Got work in the morning and tonight the degus have decided they want to stay up all night , there norm really good and sleep at about 11

why won't they sleep  I can't even move them or me as I'm at my OH's, who is currently fast asleep


----------



## Midnight (Jan 17, 2009)

MMMMMmmmmmmm sounds familiar  we have nights where one is awake till gone 3 in the morning rattling a wooden block on the side of the cage  looks nice but not practical ! hope you have a better night tonight !  xx I get up and bang their cage cos i'm evil :devil: stops him doing it !!!!!  x


----------



## alyssa_liss (May 4, 2009)

no one cares that i was sleep deprived 

i ended up going in my OH bros room as he was out for the night 

just to add when i was leaving for work the ladies decided it was sleepy time (not impressed )

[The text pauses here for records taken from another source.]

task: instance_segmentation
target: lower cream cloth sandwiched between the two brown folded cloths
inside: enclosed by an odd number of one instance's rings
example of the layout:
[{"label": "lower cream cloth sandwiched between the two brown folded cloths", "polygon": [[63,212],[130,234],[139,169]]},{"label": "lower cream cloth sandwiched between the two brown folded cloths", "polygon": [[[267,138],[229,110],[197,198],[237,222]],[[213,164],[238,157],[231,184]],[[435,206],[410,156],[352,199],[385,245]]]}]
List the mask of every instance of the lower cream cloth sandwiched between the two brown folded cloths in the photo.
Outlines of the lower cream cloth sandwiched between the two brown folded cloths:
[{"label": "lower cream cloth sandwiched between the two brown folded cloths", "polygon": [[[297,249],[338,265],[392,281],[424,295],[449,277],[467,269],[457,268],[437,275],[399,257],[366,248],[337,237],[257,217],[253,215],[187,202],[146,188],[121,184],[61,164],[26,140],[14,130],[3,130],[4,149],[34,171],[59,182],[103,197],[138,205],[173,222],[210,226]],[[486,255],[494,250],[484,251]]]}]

its made me realise that i cant have some more at my house even if i was aloud because i wouldnt sleep if they were constantly up

will have to wait until i get my own house and can put them in the front room


----------



## alyssa_liss (May 4, 2009)

weird you replied as i posted lol

i took all the toys out , then tried tapping the cage with my foot, then covering the cage with a towel (stoped them for 2 seconds) until they realise they could pull the towel , which was even noiser 

then the towl came of 

then i moved rooms at about 2.15


----------



## Midnight (Jan 17, 2009)

AAAwwww poor you !  little beggars try a peanut in a shell that puts them right off their stroke !!!   xx


----------